I strongly approve of this element of the plan: “In order to preserve the integrity of the learned features, we ensured that the learned features were never used as part of the training procedure for the models.”
It’s kind of hard to do this in full generality, since you need to not only avoid training directly against the probes, but also avoid using the information from probes at all when selecting what to train on.
I’m more excited about the control safety case, but have a few nitpicks:
Developing a good elicitation strategy is indeed challenging.
I think it is pretty crucial to use real human red-teaming, especially if sandbagging (more specifically something like exploration hacking) is a concern.
It may be helpful to give the red team way more affordances than the untrusted model would actually have in deployment, and only remove affordances if defense becomes impossible. Some examples of extra affordances:
Letting the red team know the blue team’s exact strategy in order to search for the best response
Giving an untrusted model more unmonitored chain-of-thought / tool use / human assistance than it would actually have in deploymeent
Allowing human red-teamers to repeatedly attempt to bypass a monitor when in reality a scheming model might have to one-shot it
Figuring out exactly what extra affordances suffice to break the control protocol may also provide useful signal about where the protocol could be strengthened, and what capabilities need to be tested for going forward.

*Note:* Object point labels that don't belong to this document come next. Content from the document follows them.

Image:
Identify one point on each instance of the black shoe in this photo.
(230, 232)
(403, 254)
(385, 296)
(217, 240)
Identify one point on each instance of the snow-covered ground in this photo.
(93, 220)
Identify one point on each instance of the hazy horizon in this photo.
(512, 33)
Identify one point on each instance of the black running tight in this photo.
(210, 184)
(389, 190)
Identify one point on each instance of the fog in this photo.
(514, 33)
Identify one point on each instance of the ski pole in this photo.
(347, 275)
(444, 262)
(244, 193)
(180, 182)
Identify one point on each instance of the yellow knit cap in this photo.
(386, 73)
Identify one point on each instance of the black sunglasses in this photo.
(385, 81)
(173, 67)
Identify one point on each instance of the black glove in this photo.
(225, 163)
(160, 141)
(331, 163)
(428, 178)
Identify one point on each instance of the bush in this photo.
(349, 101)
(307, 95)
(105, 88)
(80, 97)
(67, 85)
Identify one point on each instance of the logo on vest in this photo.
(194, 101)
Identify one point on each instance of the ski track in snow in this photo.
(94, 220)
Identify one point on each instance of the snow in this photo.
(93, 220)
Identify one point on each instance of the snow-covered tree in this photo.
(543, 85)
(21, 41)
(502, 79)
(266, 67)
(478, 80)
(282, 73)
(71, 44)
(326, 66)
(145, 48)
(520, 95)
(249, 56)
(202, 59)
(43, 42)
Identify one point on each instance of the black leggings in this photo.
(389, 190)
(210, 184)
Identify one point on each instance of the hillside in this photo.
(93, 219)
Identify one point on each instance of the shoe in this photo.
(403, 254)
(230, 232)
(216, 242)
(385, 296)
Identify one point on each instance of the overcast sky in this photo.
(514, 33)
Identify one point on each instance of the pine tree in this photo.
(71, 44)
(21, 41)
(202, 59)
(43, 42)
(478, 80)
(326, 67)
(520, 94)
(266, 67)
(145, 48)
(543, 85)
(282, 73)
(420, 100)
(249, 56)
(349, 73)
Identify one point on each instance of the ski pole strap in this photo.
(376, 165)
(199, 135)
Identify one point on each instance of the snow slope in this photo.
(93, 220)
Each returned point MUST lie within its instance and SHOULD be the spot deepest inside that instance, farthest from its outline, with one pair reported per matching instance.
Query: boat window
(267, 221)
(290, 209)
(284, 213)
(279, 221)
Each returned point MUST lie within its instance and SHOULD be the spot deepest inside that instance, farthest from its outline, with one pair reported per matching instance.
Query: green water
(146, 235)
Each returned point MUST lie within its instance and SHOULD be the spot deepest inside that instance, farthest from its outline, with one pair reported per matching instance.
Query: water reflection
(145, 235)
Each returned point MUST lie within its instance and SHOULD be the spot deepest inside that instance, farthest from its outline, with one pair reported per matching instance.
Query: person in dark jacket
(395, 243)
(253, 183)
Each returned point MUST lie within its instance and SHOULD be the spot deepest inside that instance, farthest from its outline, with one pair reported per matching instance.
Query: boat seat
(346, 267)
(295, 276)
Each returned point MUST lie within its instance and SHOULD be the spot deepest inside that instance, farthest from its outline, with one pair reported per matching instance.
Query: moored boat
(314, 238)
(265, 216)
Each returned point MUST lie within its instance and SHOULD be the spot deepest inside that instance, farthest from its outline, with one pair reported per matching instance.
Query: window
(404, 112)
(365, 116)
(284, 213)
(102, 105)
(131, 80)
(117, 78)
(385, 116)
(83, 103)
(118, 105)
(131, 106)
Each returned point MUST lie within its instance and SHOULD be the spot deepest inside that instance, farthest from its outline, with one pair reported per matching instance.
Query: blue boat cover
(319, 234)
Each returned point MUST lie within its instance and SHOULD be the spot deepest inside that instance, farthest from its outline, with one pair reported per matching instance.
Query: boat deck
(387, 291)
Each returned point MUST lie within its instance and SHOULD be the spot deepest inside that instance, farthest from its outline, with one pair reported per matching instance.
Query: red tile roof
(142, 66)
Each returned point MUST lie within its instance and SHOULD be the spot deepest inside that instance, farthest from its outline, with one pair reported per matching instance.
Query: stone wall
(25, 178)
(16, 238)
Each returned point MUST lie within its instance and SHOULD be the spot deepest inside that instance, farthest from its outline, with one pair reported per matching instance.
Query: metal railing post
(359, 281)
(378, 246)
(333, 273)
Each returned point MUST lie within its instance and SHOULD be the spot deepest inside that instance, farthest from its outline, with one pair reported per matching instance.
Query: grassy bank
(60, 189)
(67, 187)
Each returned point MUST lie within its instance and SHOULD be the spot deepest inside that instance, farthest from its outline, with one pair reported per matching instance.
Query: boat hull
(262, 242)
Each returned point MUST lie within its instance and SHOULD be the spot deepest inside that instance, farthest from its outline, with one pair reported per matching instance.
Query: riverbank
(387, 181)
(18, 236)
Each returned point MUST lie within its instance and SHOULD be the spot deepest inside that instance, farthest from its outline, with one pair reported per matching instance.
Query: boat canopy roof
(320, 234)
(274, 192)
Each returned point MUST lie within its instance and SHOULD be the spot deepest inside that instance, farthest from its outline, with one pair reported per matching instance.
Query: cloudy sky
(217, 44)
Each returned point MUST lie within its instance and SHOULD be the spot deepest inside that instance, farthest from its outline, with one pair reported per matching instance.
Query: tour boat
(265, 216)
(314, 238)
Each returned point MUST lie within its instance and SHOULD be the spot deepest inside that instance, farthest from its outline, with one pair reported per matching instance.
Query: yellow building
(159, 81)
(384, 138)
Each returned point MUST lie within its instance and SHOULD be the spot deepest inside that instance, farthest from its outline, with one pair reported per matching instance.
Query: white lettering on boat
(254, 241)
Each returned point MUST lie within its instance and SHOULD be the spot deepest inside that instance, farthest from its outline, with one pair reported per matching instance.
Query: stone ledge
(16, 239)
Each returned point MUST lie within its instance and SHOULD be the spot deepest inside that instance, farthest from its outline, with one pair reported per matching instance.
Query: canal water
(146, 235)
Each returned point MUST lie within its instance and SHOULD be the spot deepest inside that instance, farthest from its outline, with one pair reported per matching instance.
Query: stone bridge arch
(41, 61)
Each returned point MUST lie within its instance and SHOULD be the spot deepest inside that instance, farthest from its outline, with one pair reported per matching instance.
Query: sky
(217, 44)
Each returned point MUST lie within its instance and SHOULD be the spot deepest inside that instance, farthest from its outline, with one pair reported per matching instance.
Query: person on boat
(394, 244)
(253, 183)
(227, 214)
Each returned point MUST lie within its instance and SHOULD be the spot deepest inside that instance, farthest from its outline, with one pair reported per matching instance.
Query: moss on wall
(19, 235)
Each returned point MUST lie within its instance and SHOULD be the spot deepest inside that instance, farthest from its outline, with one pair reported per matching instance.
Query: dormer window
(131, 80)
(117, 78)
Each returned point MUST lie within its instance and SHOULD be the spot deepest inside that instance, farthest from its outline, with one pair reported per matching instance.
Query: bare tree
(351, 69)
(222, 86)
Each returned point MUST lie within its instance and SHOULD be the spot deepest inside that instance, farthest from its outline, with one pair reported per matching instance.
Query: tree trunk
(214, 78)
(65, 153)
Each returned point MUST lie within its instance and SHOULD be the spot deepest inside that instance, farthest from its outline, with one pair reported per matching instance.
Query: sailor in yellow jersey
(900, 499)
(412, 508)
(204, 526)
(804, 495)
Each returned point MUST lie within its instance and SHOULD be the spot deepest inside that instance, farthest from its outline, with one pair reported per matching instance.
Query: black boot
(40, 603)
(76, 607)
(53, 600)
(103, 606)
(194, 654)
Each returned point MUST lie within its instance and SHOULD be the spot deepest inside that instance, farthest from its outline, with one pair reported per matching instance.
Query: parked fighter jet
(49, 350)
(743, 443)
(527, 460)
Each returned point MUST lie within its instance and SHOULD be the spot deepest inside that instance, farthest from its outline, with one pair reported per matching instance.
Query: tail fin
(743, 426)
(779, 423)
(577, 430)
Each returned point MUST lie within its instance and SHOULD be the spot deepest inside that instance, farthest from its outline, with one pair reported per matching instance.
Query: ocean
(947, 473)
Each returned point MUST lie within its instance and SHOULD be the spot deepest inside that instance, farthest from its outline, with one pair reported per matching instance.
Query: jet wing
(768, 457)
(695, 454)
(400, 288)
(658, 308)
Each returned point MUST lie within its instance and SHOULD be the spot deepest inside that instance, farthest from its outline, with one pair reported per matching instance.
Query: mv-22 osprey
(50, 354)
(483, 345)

Eliciting capabilities from substantially superhuman models is a much harder problem, and is one of the main reasons I don’t expect control to suffice for a safety case well beyond human-level AI.
The space of strategies beyond trusted monitoring alone is pretty large. You mention untrusted monitoring, but there is also a broad space of strategies that include editing outputs with a trusted model, allocating more monitoring/auditing budget in certain situations, etc.
It is probably best to continually produce new honeypots throughout deployment.
For instance, if untrusted models are being used to do lots of automated software engineering and research, likely requiring huge amounts of context, it will become more obvious to the model over time that it is in deployment.
Making new honeypots out of actual deployment settings, for instance by adding exploitable security flaws, may generally make it much harder for the model to tell when it is being tested.
I haven’t read the last safety case yet, but may have some thoughts on it later. I am most excited about control at the moment, in part due to concerns that interpretability won’t advance far enough to suffice for a safety case by the time we develop transformative AI.